Antibody Epitopes in Vaccine-Induced Immune Thrombotic Thrombocytopenia

Published in Nature

Reference: Huynh A, Kelton JG, Arnold DM, Daka M, Nazy I. Antibody epitopes in vaccine-induced immune thrombotic thrombocytopenia. Nature 2021

Link to full article: https://www.nature.com/articles/s41586-021-03744-4

What is the issue?

Vaccine-induced immune thrombotic thrombocytopenia (VITT) is a rare but serious adverse effect of adenoviral vector vaccines against SAR-CoV-2 virus (COVID19), characterized by both a drop in the platelet count (thrombocytopenia) and clotting (thrombosis). The clots often occur in unusual locations including the brain, and in arteries and veins throughout the body. At first, the clotting was thought to occur mostly in young women, we now know that both females and males of any age can be affected. In many respects, VITT is similar to a syndrome called heparin-induced thrombocytopenia (HIT), which our research group has studied for many years. VITT and HIT are similar because they both cause the combination of low platelets and severe clotting, and they are both caused by an unusual antibody (a natural defense in the body) against a specific protein called platelet factor 4 (PF4) which is found inside platelets. However, there is one very important distinction. HIT occurs after heparin exposure, while VITT occurs after the adenoviral vector vaccines.

What did we find?

The study was done in three parts. In the first part, we determined how platelets became activated by antibodies from patients who had VITT. We studied blood samples from five patients with VITT and compared them with blood samples of ten patients with heparin-induced thrombocytopenia (HIT), and ten samples from healthy individuals using techniques we developed at the McMaster Platelet Immunology Laboratory. We found that VITT blood samples cause patterns of platelet activation that were distinct from heparin-induced thrombocytopenia. This allowed us to “fingerprint” the reactions from VITT. This also indicated that the confirmatory test used for HIT is not suitable to diagnose VITT that modifications to the tradition platelet activation test was necessary.

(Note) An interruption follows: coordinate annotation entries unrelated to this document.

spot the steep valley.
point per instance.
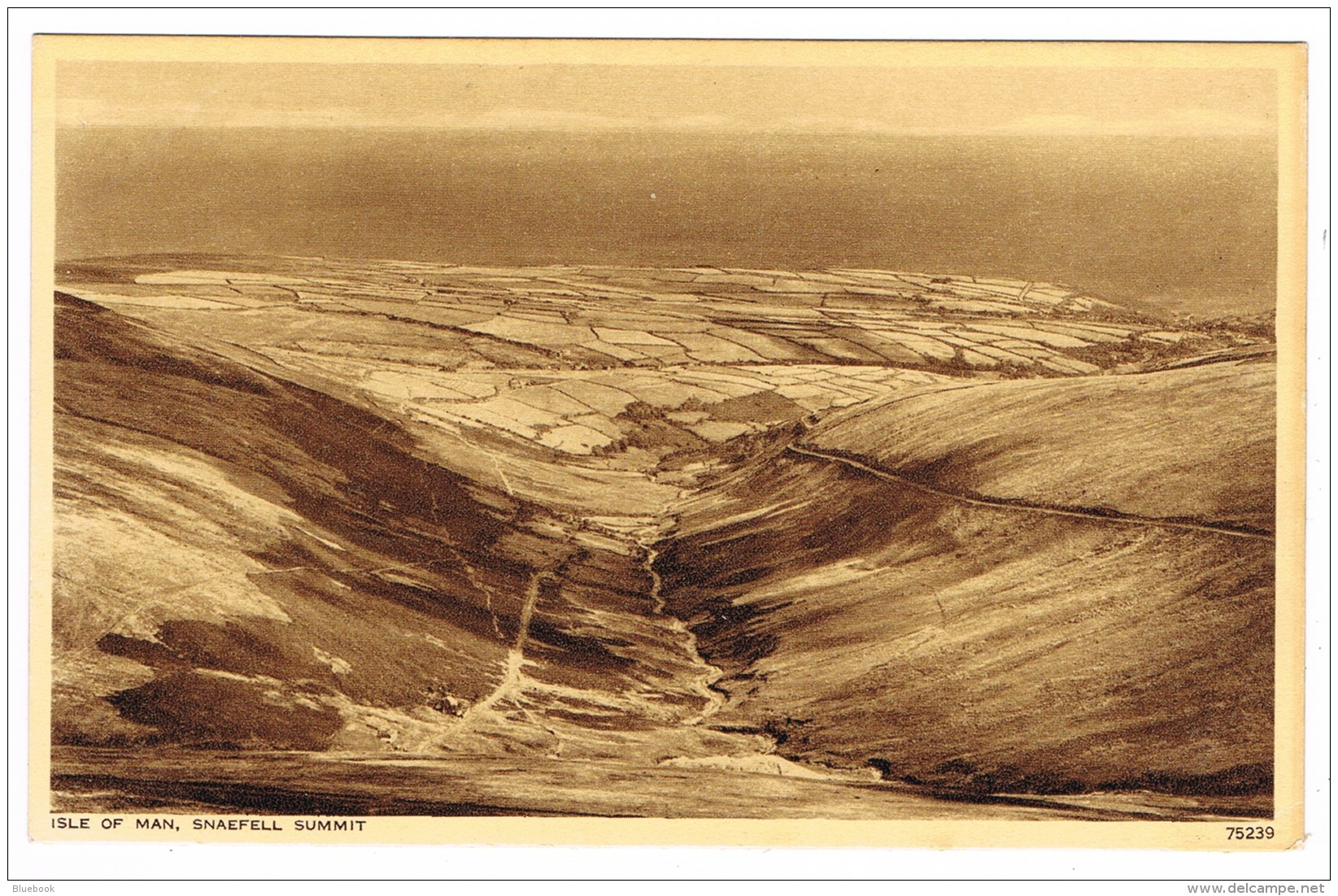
(423, 539)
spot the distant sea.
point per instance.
(1164, 224)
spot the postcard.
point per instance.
(668, 441)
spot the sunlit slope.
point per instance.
(244, 560)
(948, 624)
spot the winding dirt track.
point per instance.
(1119, 519)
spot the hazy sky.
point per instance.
(673, 98)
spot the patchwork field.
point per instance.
(933, 534)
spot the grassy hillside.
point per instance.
(869, 620)
(242, 560)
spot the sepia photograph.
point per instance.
(439, 435)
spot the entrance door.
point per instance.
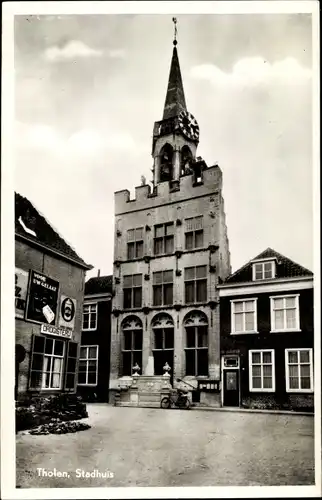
(231, 387)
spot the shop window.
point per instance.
(88, 365)
(132, 343)
(163, 342)
(47, 363)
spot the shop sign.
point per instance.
(59, 331)
(208, 385)
(67, 312)
(21, 286)
(42, 299)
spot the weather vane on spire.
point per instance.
(174, 19)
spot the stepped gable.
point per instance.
(285, 268)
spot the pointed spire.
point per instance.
(175, 101)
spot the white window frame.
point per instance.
(256, 389)
(51, 356)
(232, 316)
(89, 322)
(297, 313)
(287, 372)
(89, 359)
(262, 263)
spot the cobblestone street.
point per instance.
(154, 447)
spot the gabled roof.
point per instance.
(285, 268)
(32, 225)
(175, 100)
(99, 284)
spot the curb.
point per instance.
(228, 409)
(250, 410)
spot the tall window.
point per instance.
(90, 317)
(263, 270)
(195, 284)
(194, 232)
(244, 316)
(164, 238)
(166, 167)
(135, 243)
(285, 313)
(47, 363)
(299, 370)
(186, 160)
(163, 342)
(163, 288)
(132, 291)
(131, 344)
(88, 364)
(196, 327)
(261, 371)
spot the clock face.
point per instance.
(188, 125)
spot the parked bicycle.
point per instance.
(178, 398)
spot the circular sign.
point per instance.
(68, 310)
(20, 353)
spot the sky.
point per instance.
(88, 89)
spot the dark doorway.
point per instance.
(160, 359)
(231, 388)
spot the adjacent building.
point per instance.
(94, 358)
(49, 291)
(170, 252)
(266, 327)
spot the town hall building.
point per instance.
(171, 251)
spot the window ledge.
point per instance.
(301, 391)
(253, 332)
(286, 330)
(261, 390)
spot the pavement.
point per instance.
(155, 447)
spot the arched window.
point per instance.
(196, 327)
(132, 337)
(163, 342)
(185, 161)
(166, 163)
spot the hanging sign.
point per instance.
(59, 331)
(67, 312)
(42, 299)
(208, 385)
(21, 286)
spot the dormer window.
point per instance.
(264, 270)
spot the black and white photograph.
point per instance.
(161, 175)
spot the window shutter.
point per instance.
(71, 365)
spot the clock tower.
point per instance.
(176, 136)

In the second part of the study, we used a molecular mapping technique called alanine scanning mutagenesis to study the individual components (amino acids) of the interaction between the VITT antibodies and PF4 protein. We produced a large number of PF4 subtypes called ‘mutants’. By testing these mutants in different combinations, we were able to find the precise location on the PF4 where the protein VITT antibodies bound. In fact, the VITT target was narrowed down to eight specific amino acids on PF4, and these eight amino acids were identical to the binding site of heparin. Essentially, this means that VITT antibodies bind to PF4, which activates platelet and other clotting factors causing the severe clotting disorder which characterizes the syndrome. Using computer techniques, we were able to show the molecular (crystal) structure of the target for VITT antibodies on the PF4 protein and compare this target with heparin-induced thrombocytopenia (HIT) antibodies.

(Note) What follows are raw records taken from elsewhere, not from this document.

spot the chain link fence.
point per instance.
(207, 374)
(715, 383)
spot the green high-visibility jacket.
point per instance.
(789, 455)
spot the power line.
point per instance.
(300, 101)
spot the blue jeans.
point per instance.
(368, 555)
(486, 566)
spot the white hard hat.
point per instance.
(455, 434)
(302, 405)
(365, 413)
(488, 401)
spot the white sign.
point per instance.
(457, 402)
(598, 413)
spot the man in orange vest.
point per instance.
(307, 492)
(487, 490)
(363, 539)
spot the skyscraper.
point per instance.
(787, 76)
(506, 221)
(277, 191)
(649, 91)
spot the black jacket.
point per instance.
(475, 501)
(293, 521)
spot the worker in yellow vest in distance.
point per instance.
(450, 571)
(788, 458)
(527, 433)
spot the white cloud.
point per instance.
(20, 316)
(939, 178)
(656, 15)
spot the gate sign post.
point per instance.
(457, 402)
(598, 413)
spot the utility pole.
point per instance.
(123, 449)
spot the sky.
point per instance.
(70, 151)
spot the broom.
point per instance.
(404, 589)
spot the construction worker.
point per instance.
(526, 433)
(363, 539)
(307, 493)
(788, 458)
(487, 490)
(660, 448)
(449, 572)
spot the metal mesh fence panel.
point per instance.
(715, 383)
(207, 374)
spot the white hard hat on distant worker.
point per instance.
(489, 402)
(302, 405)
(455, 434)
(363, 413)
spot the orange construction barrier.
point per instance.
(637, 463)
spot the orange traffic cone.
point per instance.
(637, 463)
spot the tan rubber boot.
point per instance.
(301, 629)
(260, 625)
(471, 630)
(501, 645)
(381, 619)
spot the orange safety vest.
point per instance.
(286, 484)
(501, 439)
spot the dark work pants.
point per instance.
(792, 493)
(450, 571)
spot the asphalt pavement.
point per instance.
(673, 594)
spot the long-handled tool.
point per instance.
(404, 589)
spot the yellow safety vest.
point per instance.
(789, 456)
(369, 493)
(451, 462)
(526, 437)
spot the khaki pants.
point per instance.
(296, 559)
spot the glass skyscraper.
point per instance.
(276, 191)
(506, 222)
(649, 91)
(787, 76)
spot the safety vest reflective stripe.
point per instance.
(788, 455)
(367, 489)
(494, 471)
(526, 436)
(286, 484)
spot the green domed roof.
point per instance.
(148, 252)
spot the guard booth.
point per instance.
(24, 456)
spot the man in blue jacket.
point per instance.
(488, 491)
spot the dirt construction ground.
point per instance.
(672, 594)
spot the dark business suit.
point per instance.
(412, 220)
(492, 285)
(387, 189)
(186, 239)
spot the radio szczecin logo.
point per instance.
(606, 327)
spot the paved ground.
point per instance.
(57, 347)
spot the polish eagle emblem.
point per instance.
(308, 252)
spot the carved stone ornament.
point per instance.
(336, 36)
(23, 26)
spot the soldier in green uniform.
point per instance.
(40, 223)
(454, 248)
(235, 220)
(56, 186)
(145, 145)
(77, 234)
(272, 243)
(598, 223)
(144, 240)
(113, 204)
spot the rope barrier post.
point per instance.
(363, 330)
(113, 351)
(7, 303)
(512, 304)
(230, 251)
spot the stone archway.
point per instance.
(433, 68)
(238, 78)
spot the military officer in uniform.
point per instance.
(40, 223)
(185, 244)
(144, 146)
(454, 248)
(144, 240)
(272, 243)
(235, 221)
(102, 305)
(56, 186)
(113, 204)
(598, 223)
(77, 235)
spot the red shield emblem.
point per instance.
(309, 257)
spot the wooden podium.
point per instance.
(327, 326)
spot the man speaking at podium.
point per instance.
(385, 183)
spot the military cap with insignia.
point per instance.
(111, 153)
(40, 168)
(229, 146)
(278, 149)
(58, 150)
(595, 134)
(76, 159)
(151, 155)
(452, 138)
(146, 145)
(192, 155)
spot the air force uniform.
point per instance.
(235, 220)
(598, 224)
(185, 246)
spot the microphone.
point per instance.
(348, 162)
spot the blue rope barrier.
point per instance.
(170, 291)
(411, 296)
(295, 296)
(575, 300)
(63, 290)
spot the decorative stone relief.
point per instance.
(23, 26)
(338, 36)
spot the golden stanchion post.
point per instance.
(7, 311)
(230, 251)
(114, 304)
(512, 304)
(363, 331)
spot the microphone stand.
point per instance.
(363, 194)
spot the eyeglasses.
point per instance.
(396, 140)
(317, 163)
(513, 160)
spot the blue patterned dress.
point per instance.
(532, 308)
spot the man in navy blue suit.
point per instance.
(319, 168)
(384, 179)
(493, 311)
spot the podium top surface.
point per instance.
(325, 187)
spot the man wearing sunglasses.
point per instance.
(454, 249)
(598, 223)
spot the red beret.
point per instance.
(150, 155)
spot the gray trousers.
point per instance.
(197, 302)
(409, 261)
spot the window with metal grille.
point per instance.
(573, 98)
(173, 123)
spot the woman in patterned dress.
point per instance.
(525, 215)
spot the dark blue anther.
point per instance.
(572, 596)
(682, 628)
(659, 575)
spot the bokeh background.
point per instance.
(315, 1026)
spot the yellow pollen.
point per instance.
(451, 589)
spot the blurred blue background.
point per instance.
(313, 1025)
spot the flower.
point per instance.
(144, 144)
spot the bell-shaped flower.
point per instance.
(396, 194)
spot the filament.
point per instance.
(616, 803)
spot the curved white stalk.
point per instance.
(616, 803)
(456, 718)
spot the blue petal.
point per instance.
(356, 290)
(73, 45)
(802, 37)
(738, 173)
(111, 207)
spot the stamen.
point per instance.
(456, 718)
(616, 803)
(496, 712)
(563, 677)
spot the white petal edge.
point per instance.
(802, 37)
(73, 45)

The third part of the study focused on understanding how strong the VITT antibodies were. We used a technique called biolayer interferometry (BLI) to determine how tightly the VITT antibodies bound to the target on PF4. We found that the VITT antibodies were very unusual because they bound very tightly to PF4, more tightly than HIT antibodies.

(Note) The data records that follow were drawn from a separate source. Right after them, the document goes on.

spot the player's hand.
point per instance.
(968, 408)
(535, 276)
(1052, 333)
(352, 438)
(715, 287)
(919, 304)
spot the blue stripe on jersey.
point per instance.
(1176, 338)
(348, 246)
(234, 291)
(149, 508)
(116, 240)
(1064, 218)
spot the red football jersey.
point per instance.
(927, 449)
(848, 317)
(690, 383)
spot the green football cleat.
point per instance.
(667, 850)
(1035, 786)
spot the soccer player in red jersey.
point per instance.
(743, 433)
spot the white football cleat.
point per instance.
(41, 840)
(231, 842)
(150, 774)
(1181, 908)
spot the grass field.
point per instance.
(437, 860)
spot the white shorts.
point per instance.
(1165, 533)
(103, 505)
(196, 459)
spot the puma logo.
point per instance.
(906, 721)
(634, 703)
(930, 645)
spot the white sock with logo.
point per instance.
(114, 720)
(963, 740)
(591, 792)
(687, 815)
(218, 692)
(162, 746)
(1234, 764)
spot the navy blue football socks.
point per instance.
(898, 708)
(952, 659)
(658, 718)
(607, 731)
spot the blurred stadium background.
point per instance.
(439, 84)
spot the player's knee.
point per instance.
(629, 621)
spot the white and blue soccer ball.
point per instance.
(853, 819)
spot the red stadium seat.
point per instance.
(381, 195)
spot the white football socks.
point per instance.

What does this study mean?

Our study explains why VITT causes such a serious clotting disorder. Very rarely, after receiving the COVID-19 adenoviral vector vaccines, some individuals will produce extremely unusual antibodies that can bind tightly to a specific site on the naturally occurring platelet factor 4 (PF4) protein. The location of binding and the strength of binding allow the antibodies to cluster PF4 proteins together forming immune complexes that can, activate platelets and trigger an intense clotting reaction throughout the body. We do not know why these rare antibodies form in the first place, and we do not know why they cause blood clots in unusual places; but we do know the specific target of the VITT antibody. This information will help us develop better tests so that doctors can rapidly spot patients with VITT. And by understanding out how these reactions can be avoided, we believe that safer vaccines can be developed.